Veterinary prescriptions: The point of no return

March 27, 2017
Marc Rosenberg, VMD

Dr. Marc Rosenberg is the director of the Voorhees Veterinary Center in Voorhees, New Jersey.Growing up in a veterinary family, he was inspired to join the profession because his father was a small animal practitioner. Dr. Rosenberg has two dogs and three cats.In Dr. Rosenbergs private time, he enjoys playing basketball and swing dancing with his wifethey have danced all over the world, including New York City, Paris and Tokyo. Dr. Rosenberg has been a member of the Screen Actors Guild and the American Federation of Television and Radio Actors for more than 30 years. He has hosted two radio shows, a national TV show and appeared in over 30 national TV commercials, all with pet care themes.

Does a legacy of above-and-beyond client service hold up to hard-and-fast rules in a veterinary practice?

Best friends. (Shutterstock)

Ginny House lived alone with her 12-year-old Lab named Billy. A daily nonsteroidal anti-inflammatory drug (NSAID) allowed Billy to run and play instead of groaning when he tried to rise after napping on the tiled kitchen floor. Billy had been a patient at the Harvest Veterinary Clinic for all of his 12 years. Ms. House liked the staff and medical care but also enjoyed the efforts they extended to meet her every request.

As an elderly single woman, she often needed help getting Billy to the clinic. The veterinary staff went above and beyond to help her with her 92-lb pet. When the weather got bad, the clinic saw that Billy's medications got to her doorstep. When distasteful medicine was dispensed, they took the medication back and replaced it with something Billy wouldn't reject. Service like this had made the Harvest Veterinary Clinic very successful.

As is true with many 90-lb 12-year-old Labs, Billy's age caught up with him. Several incapacitating senile afflictions led to the decision to euthanize Billy. Needless to say Ms. House was devastated. After a period of grief and a need for canine company, she got a new dog, but this time it was a little Yorkie. When she brought him in for his first puppy exam she brought Billy's leftover NSAID tabs and his unopened flea and tick preventive to return for credit.

Ms. House was informed that she could no longer return previously dispensed medication. She responded by saying that this had never been an issue in the past. Her veterinarian agreed that was their previous policy, but current standards followed by human drug stores had altered the way many veterinarians ran their in-house pharmacies. He went on to say that most pet owners did not want medications that had been returned and were previously in the possession of another pet owner.

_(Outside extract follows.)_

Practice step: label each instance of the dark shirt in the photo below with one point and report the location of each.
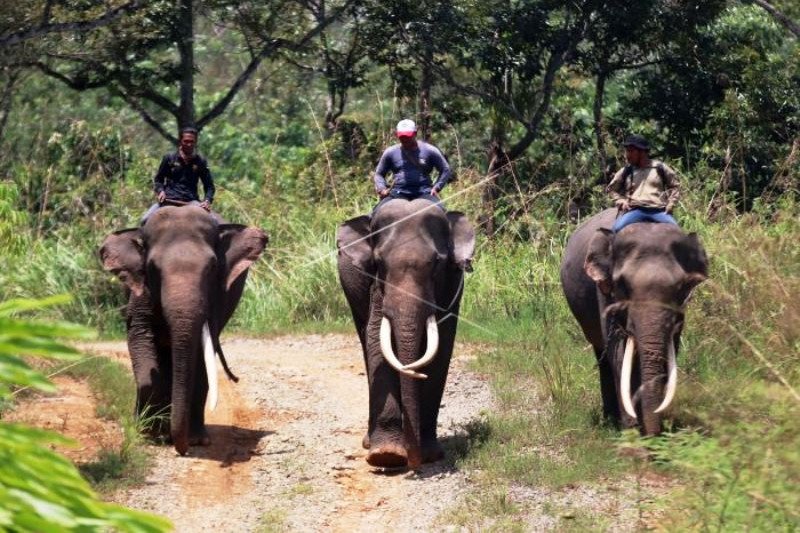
(178, 179)
(411, 169)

This upset Ms. House. She asked if the doctor was implying that she had contaminated Billy's medicine. She then remarked that the flea and tick preventive she was returning was still in its sealed package. “This is very expensive medicine,” she told the veterinarian. “If I had known about your new policy, I would have purchased a much smaller quantity.”

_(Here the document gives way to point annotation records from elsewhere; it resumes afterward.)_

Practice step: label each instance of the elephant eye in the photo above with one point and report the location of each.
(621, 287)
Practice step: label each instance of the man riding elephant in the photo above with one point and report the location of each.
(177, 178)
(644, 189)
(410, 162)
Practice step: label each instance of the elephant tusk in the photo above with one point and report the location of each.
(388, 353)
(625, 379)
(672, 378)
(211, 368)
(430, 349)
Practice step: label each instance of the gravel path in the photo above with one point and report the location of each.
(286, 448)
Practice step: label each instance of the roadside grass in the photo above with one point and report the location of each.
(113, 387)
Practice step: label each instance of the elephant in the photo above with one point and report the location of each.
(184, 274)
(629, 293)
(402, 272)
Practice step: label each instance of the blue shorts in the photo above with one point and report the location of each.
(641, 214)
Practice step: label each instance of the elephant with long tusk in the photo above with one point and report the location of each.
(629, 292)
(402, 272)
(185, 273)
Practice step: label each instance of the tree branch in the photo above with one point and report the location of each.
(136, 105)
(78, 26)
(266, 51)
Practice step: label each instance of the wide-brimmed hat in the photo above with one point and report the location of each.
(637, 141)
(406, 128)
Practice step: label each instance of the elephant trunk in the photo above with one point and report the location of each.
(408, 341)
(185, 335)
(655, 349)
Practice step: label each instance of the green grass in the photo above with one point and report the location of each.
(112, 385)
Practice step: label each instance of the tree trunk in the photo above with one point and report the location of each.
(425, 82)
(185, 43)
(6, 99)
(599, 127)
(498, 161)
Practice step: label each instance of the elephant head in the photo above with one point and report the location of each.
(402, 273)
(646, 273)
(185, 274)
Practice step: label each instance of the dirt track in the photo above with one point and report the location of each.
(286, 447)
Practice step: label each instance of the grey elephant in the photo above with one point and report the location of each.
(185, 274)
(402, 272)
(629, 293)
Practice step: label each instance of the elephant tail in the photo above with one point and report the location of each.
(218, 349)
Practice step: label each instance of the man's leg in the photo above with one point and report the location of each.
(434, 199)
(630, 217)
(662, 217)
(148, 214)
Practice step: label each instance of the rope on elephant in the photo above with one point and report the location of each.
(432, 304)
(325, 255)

The veterinarian understood her situation, and in the spirit of the clinic's excellent customer service directive acceded to Ms. House's wishes. It was understood, however, that future medication purchases would not have a return option. Ms. House appreciated the accommodation. She did go on to say that the prohibition of the return of sealed medication was inappropriate and a client hardship. The doctor saw her point but stated that 21st-century drug-dispensing precautions allowed the profession and its patients to be better safe than sorry.

Do you agree with these new medication return policies, or should they be handled on a case-by-case basis?

Rosenberg's response

I can only think of three or four medication-return issues among the literally thousands of prescriptions I have filled. If your goal is to assist your clients as much as possible, accept returns of prepackaged unopened medications. But make it clear that unsealed medications prepared from a master pharmacy supply are not returnable.

In addition to informing the client about this policy, monitor the amount of medication being dispensed carefully so as not to send home more than is needed. For heaven's sake, don't charge a restocking fee for returns. These fees along with hazardous waste disposal charges lead to client resentment. If you must recoup these costs, incorporate them into general overhead considerations.

The veterinarian in this dilemma was right to make an accommodation for a valued client. Fine practices are not built on inflexible rules and strictly a desire to help the bottom line. A well-thought-out general policy concerning medication returns is a good idea, but well-considered exceptions to meet pet owner needs are always wise.